A putative antipruritic mechanism of the phosphodiesterase-4 inhibitor E6005 by attenuating capsaicin-induced depolarization of C-fibre nerves.

E6005, a potent, selective phosphodiesterase (PDE) 4 inhibitor, has been developed as a novel topical agent of atopic dermatitis (AD). It has been shown to inhibit itching in patients with AD as well in mouse models. To study the mechanism underlying the anti-pruritic effect of E6005, we examined its effect on the activation of dorsal root ganglion (DRG) neurons associated with the itch sensation. Depolarization of DRG neurons by a transient receptor potential vanilloid 1 (TRPV 1) activator, capsaicin was attenuated by E6005 as well as by a 3',5'-cyclic adenosine monophosphate (cAMP) elevator, forskolin. E6005 elevated intracellular levels of cAMP in DRG cells. Taken together, these results suggest that E6005 suppresses TRPV1-mediated C-fibre depolarization through elevation of cAMP levels, thereby exerting an anti-pruritic effect.

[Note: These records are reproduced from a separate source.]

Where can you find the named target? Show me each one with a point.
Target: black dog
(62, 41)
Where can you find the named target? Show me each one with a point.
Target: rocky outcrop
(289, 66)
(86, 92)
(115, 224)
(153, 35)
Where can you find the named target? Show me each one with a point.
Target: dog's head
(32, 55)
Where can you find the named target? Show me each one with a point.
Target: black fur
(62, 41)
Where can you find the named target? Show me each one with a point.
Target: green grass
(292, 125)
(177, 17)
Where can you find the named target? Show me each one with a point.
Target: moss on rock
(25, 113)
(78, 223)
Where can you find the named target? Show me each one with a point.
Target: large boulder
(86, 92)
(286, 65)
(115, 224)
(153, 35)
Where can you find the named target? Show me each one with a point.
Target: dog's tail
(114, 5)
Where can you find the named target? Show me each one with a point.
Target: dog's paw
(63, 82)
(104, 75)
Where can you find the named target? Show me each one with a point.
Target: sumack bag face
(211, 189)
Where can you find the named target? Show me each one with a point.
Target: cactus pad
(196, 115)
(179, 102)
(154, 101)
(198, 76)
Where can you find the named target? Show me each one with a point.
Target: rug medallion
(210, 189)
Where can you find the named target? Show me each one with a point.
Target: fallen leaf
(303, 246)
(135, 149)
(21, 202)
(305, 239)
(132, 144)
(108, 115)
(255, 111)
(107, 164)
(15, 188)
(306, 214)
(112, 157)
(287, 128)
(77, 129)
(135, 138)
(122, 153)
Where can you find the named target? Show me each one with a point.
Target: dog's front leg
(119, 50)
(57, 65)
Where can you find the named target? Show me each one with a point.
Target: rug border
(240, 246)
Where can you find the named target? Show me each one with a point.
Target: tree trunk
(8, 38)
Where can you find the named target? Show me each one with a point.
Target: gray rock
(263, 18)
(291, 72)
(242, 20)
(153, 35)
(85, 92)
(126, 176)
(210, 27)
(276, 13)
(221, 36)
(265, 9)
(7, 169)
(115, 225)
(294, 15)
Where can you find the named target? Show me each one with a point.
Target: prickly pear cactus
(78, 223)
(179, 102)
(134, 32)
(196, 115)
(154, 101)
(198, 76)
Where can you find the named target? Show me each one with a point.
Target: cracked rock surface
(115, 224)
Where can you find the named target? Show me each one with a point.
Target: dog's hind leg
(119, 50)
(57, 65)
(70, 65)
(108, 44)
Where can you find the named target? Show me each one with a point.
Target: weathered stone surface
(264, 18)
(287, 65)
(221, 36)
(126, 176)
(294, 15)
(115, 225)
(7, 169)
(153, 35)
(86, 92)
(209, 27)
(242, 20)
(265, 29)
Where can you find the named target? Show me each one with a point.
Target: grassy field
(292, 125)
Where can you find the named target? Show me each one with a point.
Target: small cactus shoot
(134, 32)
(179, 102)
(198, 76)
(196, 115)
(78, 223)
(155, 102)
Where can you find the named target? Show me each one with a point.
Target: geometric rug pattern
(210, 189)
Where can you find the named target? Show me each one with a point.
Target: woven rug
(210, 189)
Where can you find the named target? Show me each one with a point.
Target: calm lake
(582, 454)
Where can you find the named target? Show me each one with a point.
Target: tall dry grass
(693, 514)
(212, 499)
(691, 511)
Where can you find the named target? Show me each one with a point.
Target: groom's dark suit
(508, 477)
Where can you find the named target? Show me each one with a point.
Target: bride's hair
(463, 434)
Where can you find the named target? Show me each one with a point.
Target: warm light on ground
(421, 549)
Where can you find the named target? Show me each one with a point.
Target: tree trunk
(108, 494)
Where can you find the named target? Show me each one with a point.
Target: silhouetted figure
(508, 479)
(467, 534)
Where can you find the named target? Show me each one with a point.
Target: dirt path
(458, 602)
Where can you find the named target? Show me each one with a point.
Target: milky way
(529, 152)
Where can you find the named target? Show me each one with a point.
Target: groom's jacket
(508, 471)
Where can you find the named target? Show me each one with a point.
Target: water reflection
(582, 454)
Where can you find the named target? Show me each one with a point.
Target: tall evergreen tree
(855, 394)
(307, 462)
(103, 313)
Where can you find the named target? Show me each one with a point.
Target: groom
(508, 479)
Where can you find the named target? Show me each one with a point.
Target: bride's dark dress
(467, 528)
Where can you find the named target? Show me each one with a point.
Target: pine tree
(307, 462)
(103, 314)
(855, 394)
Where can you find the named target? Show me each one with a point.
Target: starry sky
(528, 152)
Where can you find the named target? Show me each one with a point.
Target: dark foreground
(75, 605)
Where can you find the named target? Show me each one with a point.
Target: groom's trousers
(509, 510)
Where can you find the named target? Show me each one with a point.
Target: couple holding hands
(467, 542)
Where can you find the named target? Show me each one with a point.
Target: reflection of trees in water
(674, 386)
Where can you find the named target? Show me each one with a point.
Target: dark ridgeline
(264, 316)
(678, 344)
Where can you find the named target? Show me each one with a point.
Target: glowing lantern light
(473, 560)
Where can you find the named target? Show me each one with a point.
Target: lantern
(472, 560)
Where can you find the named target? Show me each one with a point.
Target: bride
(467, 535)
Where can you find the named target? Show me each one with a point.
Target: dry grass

Thus, E6005 shows the potential to be a new agent for managing pruritus in various skin disorders, including AD.

Antipruritic effect of the topical phosphodiesterase 4 inhibitor E6005 ameliorates skin lesions in a mouse atopic dermatitis model.

Phosphodiesterase (PDE) 4 inhibition is a well-known anti-inflammatory mechanism, but the development of PDE4 inhibitors has been hampered by side effects such as nausea and emesis. Local delivery of a PDE4 inhibitor to the site of inflammation may overcome these issues. The purpose of this study was to assess the therapeutic potential of E6005 (methyl 4-[({3-[6,7-dimethoxy-2-(methylamino)quinazolin-4-yl]phenyl}amino)carbonyl]benzoate), a novel PDE4 inhibitor developed as a topical agent for atopic dermatitis (AD). E6005 potently and selectively inhibited human PDE4 activity with an IC50 of 2.8 nM and suppressed the production of various cytokines from human lymphocytes and monocytes with IC50 values ranging from 0.49 to 3.1 nM. In mice models, the topical application of E6005 produced an immediate antipruritic effect as well as an anti-inflammatory effect with reduced expression of cytokines/adhesion molecules. On the basis of these observed effects, topical E6005 ameliorated the appearance of atopic dermatitis-like skin lesions in two types of AD models, hapten- and mite-elicited models, exhibiting inhibitory effects comparable to that of tacrolimus. The use of ¹4C-labeled E6005 showed rapid clearance from the blood and low distribution to the brain, contributing to the low emetic potential of this compound. These results suggest that E6005 may be a promising novel therapeutic agent with antipruritic activity for the treatment of AD.